Dave Stockton was able to pre-set with a forward press his putter into a position that minimized one of the defects in all putters… and must have been incredibly talented to do that consistently, as if he hadn’t been a genius at it, his putterface geometry errors would have resulted in poor putting forever. Was he an artist? Darn right, and had to be. Otherwise you wouldn’t know who he was. Mr. Stockton, meet Mr. Mozart… also a wizard of dexterity.

Ben Crenshaw had a magical touch with a putter that essentially has an unstable head and unbalanced sweet spot distribution, the 8802. I, like many of my generation, attempted to putt like Mr. Crenshaw. No such luck. Collectively (those of us that wanted to putt like Crenshaw) we must have three putted more than all other players combined. Mr. Crenshaw, meet your peer, Michaelangelo. To manipulate that 8802 so perfectly you are truly one in a billion.
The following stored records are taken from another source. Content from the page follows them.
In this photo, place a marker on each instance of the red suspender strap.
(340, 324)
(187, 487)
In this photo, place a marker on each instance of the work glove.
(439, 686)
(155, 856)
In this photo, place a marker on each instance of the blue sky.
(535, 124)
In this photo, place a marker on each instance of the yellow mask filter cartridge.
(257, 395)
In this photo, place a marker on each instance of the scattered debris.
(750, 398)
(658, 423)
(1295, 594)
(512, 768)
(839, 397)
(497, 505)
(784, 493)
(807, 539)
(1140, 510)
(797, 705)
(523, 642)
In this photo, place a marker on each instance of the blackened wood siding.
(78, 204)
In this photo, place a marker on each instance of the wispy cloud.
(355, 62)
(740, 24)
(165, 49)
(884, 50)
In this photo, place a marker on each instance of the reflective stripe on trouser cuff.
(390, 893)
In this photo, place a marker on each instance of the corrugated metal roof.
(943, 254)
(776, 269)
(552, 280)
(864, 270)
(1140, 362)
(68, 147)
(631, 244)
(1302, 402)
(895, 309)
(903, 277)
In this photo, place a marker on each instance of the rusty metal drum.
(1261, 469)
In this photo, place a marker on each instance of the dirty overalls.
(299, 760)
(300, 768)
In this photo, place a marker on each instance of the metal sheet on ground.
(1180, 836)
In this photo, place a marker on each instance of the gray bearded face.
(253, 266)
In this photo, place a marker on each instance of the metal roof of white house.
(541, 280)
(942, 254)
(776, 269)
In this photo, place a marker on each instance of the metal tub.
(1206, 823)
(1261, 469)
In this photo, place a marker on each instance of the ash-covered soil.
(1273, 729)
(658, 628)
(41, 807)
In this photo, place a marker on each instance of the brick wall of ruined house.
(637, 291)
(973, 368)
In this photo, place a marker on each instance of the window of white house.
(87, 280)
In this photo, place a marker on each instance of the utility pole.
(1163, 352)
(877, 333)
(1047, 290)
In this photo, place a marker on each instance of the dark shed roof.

Jack Nicklaus made more important putts than any man alive. His incredible 26 year run of pressure putting brilliance, in that crouch, looking down the line, was an image that will forever inspire tournament players over pressure putts. He claimed to be a poor putter early in his career. He wasn’t. Just that the greens were so much worse early in his career, by comparison he made less. He did it with a variety of putters, from an Iron Master to a Bullseye to the Response ZT. Mr. Da Vinci, meet Mr. Nicklaus… the most versatile artist of all.

What do these gentlemen have in common? Each was an extraordinary talent. Each used putters (tools) that were frankly speaking… defective. Brutally unforgiving. Unbalanced. Sent the ball on an initial vector that did not match the apparent face alignment.

But now, you have to stop and really think… were their achievements good only relative to all others who also wielded incapable tools? How would they have been with a putter that “putts where it aims”… and “can’t hit a bad putt”.

Finally, with a tool that no longer detracts from the talent of the user, we can find out how good a player can actually putt.

We did find this out. 60 top players tested. 43% more makes.

Science serves the Artist. It’s not the Artist’s enemy.